Seventy mother–infant pairs were recruited in this prospective birth cohort study (21 allergic and 49 non-allergic mothers). Cord blood samples were collected and assayed for the percentage of regulatory T cells (Treg), interferon-γ (IFN-γ), and interleukin-4 (IL-4) producing T cells (Th1 and Th2, respectively) using flow cytometry. Experiments were undertaken to assess the function of cord blood CD4+CD25+CD127− Treg cells by cell proliferation and cytokine responses.

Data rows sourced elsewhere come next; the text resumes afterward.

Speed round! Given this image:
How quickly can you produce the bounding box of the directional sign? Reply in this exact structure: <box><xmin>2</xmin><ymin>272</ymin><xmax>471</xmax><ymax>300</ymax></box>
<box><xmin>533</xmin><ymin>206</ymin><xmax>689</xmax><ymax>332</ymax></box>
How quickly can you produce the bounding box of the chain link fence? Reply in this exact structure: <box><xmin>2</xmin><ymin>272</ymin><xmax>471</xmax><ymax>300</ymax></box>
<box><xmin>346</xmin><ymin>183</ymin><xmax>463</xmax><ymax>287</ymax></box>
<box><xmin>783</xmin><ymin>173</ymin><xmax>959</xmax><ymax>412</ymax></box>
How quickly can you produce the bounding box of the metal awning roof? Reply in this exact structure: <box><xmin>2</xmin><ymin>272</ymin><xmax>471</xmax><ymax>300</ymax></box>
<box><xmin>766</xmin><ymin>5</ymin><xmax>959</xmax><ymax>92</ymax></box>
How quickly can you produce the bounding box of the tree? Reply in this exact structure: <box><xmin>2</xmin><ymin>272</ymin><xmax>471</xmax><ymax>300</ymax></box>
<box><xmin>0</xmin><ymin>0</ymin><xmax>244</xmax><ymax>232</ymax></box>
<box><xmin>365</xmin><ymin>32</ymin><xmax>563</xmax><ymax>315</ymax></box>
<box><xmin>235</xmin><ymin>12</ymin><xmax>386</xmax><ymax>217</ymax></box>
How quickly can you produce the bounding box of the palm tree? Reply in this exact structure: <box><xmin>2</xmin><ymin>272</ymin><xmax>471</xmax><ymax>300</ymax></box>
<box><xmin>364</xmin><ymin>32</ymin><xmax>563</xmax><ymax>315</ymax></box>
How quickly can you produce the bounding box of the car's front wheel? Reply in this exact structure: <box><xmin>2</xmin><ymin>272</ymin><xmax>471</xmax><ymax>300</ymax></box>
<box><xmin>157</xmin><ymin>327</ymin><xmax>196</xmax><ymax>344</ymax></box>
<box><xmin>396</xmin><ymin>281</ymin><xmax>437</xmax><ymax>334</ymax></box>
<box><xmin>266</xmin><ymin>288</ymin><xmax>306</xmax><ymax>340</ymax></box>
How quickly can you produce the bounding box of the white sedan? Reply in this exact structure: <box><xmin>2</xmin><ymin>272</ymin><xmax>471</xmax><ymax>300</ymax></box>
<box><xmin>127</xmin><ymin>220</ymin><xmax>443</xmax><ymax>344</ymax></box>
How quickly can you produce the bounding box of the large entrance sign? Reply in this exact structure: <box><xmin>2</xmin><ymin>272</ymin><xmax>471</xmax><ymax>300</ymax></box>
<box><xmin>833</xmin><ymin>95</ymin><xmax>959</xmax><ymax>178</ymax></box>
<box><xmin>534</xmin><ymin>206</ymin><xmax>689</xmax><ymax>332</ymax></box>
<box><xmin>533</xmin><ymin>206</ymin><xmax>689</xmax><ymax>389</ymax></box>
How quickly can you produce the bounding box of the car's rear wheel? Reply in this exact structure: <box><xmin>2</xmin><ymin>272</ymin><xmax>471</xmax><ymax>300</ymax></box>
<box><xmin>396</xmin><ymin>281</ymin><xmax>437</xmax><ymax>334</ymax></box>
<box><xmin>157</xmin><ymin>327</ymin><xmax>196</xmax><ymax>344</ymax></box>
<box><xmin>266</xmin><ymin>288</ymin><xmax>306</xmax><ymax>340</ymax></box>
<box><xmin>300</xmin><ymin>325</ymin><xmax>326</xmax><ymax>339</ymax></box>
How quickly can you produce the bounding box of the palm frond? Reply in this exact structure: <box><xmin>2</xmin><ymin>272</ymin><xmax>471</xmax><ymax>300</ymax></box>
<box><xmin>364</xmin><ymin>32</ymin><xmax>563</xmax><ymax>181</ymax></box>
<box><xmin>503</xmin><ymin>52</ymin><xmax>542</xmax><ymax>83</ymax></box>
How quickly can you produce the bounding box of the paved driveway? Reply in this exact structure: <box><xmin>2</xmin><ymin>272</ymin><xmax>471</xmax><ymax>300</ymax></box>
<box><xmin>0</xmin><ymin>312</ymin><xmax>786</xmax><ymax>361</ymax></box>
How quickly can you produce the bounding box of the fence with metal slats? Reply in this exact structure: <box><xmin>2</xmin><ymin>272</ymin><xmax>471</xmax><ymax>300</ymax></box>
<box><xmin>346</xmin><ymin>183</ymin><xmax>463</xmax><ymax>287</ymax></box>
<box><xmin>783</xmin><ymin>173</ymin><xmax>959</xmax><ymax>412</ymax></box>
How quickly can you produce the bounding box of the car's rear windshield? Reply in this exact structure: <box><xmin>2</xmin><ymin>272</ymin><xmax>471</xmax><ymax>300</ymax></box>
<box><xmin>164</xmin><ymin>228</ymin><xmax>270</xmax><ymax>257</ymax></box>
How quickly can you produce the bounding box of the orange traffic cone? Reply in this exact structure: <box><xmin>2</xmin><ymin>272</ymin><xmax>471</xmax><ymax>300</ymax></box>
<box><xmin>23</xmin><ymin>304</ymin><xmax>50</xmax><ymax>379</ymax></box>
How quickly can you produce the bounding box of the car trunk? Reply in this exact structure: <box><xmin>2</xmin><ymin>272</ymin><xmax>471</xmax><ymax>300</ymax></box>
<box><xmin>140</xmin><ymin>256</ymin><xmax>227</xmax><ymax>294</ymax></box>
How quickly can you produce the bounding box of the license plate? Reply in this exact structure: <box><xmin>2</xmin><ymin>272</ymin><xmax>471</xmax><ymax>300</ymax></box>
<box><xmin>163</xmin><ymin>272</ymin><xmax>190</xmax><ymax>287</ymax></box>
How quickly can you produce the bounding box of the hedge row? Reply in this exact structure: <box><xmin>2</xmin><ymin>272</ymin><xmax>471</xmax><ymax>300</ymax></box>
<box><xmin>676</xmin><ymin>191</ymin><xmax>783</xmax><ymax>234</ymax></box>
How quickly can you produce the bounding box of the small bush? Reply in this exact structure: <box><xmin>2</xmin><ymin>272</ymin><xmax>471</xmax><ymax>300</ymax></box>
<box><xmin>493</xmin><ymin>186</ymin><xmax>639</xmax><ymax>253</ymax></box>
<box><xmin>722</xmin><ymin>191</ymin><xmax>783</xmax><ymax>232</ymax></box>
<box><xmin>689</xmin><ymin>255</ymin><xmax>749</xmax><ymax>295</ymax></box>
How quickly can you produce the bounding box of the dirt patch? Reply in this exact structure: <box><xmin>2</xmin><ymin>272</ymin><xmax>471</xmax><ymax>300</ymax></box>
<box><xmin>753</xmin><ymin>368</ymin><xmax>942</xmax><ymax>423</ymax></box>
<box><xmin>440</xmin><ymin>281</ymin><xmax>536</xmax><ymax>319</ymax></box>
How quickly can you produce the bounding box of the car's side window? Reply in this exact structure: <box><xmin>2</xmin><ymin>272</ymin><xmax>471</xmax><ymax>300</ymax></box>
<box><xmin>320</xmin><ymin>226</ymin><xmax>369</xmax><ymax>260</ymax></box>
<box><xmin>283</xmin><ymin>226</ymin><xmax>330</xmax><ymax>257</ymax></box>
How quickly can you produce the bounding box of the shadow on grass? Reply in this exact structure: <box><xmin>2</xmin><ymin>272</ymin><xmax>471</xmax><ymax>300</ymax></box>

Their offspring at the age of 2 yr old were evaluated by dermatologists to determine whether they had AD.

Results

During the first 2 yr of life, 15.7% of the children developed a physician-diagnosed AD. A significantly increased percentage of Th2 cell was observed in cord blood of newborns with maternal allergy. Treg/Th2 ratio significantly decreased among the offspring of allergic mothers. Treg cell-associated suppression of Th2 response was attenuated in Der p1-stimulated CD4+CD25− T cells from the offspring of allergic mothers. Children with reduced Th1/Th2 (p = 0.001, OR = 0.37) and Treg/Th2 (p = 0.001, OR = 0.47) ratio in cord blood had a higher risk of developing AD.

Conclusion

Maternal allergic status is associated with increased percentage of IL-4+CD4+ T cells and a reduced Treg/Th2 ratio in cord blood at their children's birth, which may predispose to an increased risk for developing AD.